I reckon people who have a ‘university town’ in their history, have a unique experience - a kind of lifelong interaction with the place they lived in and loved, for what turned out to be the formative years of their lives.
Perhaps because I went back to my hometown after uni, I have a stronger and stranger bond with mine. Maybe others have different kinds of connections; first jobs, or cities they studied in abroad, or places they collected over the years of travel? I can’t say, because my experience is my experience, and for me, the only town I’ve lived in other than where I was born, happens to be magnetically beautiful... and pulls me back to my early twenties like the moon pulls the tides. Oh and right now, with a hatful of memories, and for the first time in a long while, I’m actually in it.
Bath.
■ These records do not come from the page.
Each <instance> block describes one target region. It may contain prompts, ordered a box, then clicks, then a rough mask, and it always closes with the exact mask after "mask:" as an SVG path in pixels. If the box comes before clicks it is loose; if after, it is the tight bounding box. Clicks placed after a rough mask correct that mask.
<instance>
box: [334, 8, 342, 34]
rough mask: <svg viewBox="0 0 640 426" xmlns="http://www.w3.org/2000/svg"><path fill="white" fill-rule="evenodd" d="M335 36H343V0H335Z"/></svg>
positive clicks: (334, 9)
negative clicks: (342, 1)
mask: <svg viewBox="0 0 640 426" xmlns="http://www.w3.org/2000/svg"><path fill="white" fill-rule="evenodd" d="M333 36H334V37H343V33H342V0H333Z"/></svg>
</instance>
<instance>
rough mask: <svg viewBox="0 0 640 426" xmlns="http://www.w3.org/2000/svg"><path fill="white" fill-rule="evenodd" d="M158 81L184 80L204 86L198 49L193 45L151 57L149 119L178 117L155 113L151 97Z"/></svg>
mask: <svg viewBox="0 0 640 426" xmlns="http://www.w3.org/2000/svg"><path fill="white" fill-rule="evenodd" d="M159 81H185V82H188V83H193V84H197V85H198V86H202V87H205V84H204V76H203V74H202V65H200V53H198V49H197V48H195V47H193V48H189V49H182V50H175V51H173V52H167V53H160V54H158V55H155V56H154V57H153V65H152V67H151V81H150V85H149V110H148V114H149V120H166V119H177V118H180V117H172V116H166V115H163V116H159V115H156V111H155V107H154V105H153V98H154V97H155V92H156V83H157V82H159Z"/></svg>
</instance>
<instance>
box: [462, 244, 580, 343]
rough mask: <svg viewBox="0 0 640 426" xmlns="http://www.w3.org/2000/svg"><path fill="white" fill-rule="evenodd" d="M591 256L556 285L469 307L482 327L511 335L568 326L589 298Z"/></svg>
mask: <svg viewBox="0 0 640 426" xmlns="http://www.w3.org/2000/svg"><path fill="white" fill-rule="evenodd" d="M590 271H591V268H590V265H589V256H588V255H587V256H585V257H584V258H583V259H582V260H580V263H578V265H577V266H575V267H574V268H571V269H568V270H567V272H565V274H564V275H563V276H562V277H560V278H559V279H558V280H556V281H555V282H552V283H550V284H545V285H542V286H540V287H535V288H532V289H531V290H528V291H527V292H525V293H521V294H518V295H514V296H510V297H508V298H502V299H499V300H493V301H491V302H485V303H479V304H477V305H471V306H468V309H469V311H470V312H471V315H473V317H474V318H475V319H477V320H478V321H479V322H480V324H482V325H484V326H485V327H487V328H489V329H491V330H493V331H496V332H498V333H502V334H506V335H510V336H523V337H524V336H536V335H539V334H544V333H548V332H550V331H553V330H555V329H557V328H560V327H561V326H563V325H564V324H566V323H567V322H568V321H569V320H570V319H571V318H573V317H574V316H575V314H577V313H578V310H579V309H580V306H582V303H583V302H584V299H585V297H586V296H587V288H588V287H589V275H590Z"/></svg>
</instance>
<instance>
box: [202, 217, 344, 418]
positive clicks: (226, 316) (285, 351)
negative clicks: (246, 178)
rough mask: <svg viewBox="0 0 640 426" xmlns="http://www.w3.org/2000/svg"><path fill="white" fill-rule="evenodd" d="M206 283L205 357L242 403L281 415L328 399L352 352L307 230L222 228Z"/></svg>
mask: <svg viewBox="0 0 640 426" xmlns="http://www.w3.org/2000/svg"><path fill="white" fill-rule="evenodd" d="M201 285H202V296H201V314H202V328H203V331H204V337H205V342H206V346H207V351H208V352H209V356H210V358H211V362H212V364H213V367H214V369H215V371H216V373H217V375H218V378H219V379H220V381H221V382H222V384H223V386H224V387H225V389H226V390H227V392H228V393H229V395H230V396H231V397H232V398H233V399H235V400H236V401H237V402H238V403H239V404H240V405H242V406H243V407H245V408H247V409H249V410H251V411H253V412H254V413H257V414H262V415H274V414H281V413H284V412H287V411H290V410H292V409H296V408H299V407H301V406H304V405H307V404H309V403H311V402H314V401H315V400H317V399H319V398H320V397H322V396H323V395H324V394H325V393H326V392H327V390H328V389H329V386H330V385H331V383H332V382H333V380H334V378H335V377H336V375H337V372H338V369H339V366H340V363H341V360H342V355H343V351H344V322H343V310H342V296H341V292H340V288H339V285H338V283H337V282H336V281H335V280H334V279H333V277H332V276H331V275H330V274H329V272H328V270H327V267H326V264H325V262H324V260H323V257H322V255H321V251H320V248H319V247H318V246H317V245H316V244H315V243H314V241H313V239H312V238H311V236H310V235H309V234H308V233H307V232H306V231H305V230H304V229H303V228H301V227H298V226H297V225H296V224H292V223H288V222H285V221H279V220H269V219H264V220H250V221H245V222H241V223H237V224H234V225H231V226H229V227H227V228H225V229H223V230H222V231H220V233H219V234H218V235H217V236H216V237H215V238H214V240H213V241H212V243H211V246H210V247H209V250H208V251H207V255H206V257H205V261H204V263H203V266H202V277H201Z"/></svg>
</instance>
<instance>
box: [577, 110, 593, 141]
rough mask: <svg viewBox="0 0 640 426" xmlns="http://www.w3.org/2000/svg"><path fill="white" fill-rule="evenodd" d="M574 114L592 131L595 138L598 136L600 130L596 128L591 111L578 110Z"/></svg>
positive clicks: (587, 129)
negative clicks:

So familiar, so different. There was a warm breeze in the air tonight as I strolled through the old streets of Georgian bath-stone and fanlight windows. Queen Square (where James Taylor and I tried street evangelism with hilarious naivety), the Podium (where I feel certain the Saracen’s Head has switched sides of the road), Pulteney Bridge, the dark buttresses of the Abbey with its moon-like clock, and the Boater on the other side of the river. Memories I didn’t know I had had came flooding back, as rapid and real as the inky water tumbling over the sluice. This was a place I had felt young, free, alive.
I had been expecting sadness - and, to be fair, that may come tomorrow in the daylight. But this time, and so far, there was a warmth to this city, as though people I knew might be just around the corner...
There was the tree with fairy lights, where I once met Sally Buckingham. She was going to help me do my Christmas shopping. There was Joshua Mills waiting to take a group of us to a church that we’d later describe as ‘enthusiastic’. And Steve and Dave and Catherine and Sara and Mark and Eb and Phil and Ruth... waiting outside the Odeon before we headed inside for Toy Story 2. I felt those people there, waiting in the street - and I was surprised at how warm that made me feel, even though we’re all long gone, and Toy Story 2 was out twenty two years ago.
I’m not here to do a typical city break. I’m here to pray, in the heart of where I once felt so hopeful. I figured that this was the place to come, detached but familiar, a rewind, and a perspective-bringer. I need perspective. I need to be here.
A lot has changed, naturally. Since the Romans discovered what must have been a miracle (hot water on this foggy, frozen island!) people have been building and changing things here to accommodate, and yet so much of the old is still exactly where it was, where I remember it. Me too then - the Bath I remember was also in transition, and still is, even though our memories try to freeze it into place. So familiar, so different.
Anyway. The next few days will be interesting. It won’t be my usual ramble around a city, because unlike everywhere else I’ve been, I know this place, and it feels like memories are etched into the stones. There may be new things to discover, there might be old things to rediscover, but either way, me and this lovely old city are absolutely not strangers. I know it. And as I strolled through (the geography still super-confident in my mind) I got the feeling that this place, with all its elegant whispers, knows me too, and remembered me just as fondly.
And that’s really quite grand, when I think about it.